Part 3 – How to Master Healthy Habits with Personalized Motivation

HealthyHabitsAs we learned in Part 1 & Part 2 of this series, by understanding the brain’s habit loop and by using cravings as our driver of a desired habit change, we can now master healthy habits.

The final ingredients?  Know yourself and personalize your motivation.

Know Yourself

Gretchen Rubin, author of The Happiness Project, suggests that people generally fall into one of four categories.  Read and choose yours.

From: Better than Before: Mastering the Habits of Our Everyday Lives

Upholders

Respond readily to both outer expectations and inner expectations.
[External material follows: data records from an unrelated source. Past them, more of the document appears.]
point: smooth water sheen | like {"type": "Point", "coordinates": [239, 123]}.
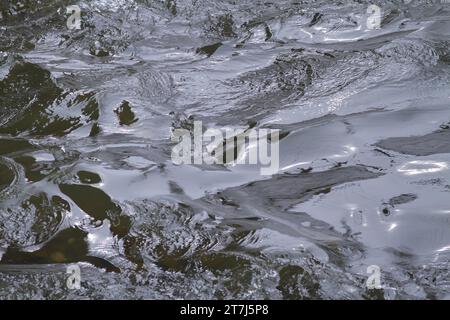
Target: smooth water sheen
{"type": "Point", "coordinates": [86, 174]}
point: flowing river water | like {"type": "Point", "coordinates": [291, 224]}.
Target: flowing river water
{"type": "Point", "coordinates": [87, 179]}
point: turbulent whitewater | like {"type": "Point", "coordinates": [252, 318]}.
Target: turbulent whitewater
{"type": "Point", "coordinates": [86, 176]}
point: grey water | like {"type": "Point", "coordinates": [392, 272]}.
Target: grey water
{"type": "Point", "coordinates": [87, 178]}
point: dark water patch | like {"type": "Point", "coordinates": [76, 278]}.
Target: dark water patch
{"type": "Point", "coordinates": [209, 50]}
{"type": "Point", "coordinates": [284, 191]}
{"type": "Point", "coordinates": [10, 146]}
{"type": "Point", "coordinates": [429, 144]}
{"type": "Point", "coordinates": [88, 177]}
{"type": "Point", "coordinates": [6, 176]}
{"type": "Point", "coordinates": [33, 221]}
{"type": "Point", "coordinates": [125, 114]}
{"type": "Point", "coordinates": [97, 204]}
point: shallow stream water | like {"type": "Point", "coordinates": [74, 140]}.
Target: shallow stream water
{"type": "Point", "coordinates": [86, 175]}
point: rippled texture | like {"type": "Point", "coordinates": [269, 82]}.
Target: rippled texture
{"type": "Point", "coordinates": [86, 175]}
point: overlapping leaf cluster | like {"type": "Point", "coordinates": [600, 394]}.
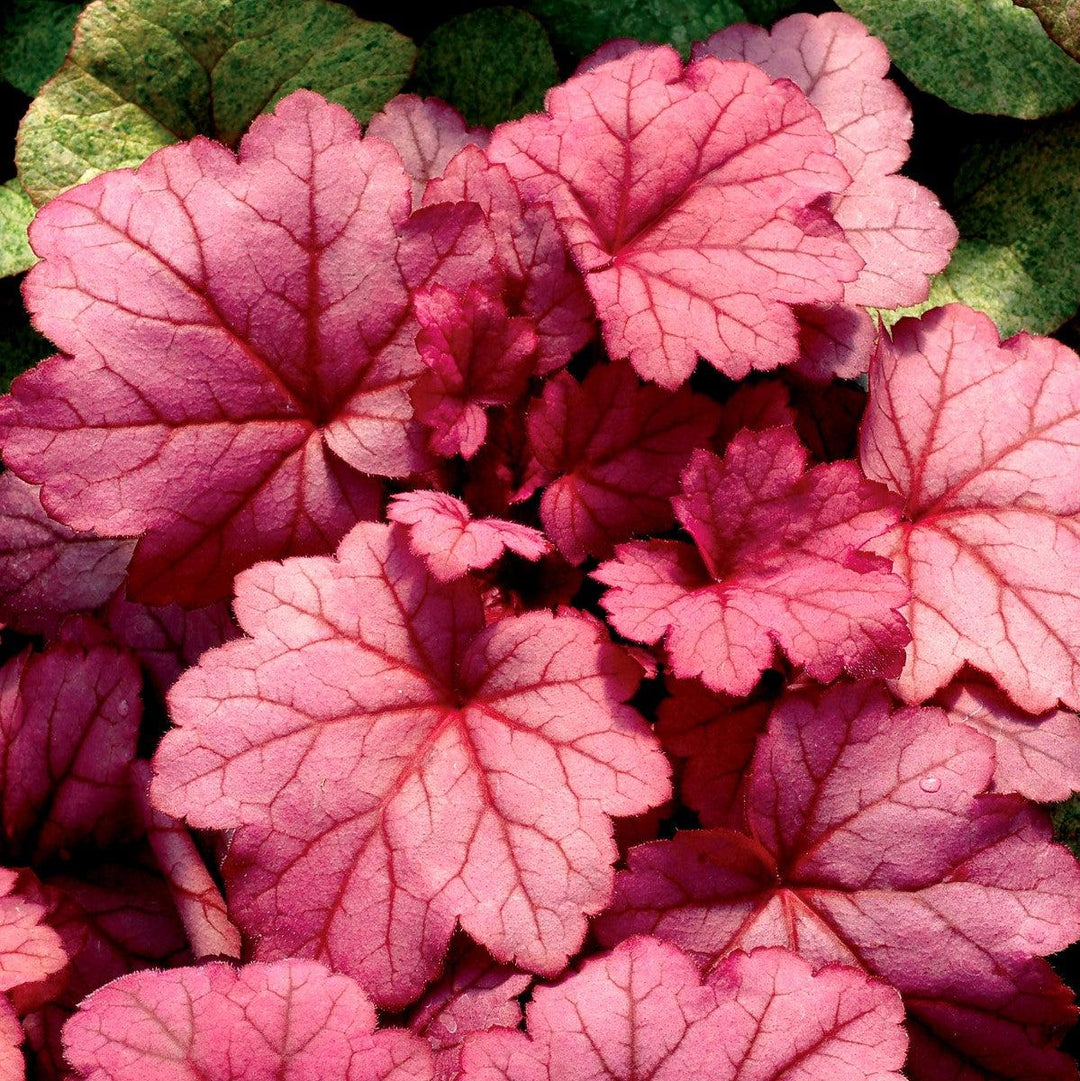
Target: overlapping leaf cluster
{"type": "Point", "coordinates": [417, 523]}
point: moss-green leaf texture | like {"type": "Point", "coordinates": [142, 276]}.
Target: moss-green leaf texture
{"type": "Point", "coordinates": [16, 212]}
{"type": "Point", "coordinates": [143, 74]}
{"type": "Point", "coordinates": [492, 65]}
{"type": "Point", "coordinates": [977, 55]}
{"type": "Point", "coordinates": [1017, 208]}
They wake up and think: “What’s on the schedule and the to-do list for today?” They want to know what’s expected of them, and meet those expectations. They avoid letting people down, including themselves.

Questioners

Motivated by reason, logic and fairness, they question all expectations, and will meet an expectation only if they believe it’s justified. They wake up and think, “What needs to get done today, and why?” 

Obligers

Motivated by external accountability, they tend to be “people pleasers” who respond readily to outer expectations but struggle to meet inner expectations. They wake up and think, “What must I do today?”

Rebels

They resist control, even self-control, and enjoy flouting rules and expectations. They resist all expectations, inner and outer alike. They wake up and think, “What do I want to do today?”

Got your category? Cool. If not, roll with one that’s close enough. You’ll need one to personalize your motivation.

Personalize Your Motivation

Personalizing motivation is all about picking the right strategy for you. Some categories (Upholder, Questioner) have multiple motivators, while others (Obliger, Rebel) are more specific and have limited motivators. That’s why it’s important to know whether you’re some one who can be motivated in multiple ways or need a very specific motivator.

Ready? Let’s scroll. Find your category and you’ll see personalized motivators below it.

Upholders

Schedule a Habit

If it’s on an upholder’s calendar or planner, they’ll be motivated to respond quickly to the expectation and get it done.  When it’s on the calendar repeatedly, the habit gets reinforced.

Monitor a Habit

Upholders don’t mind tracking progress. Pedometers and Fitbits work well for these folks to stay active. Scales help them with weight loss.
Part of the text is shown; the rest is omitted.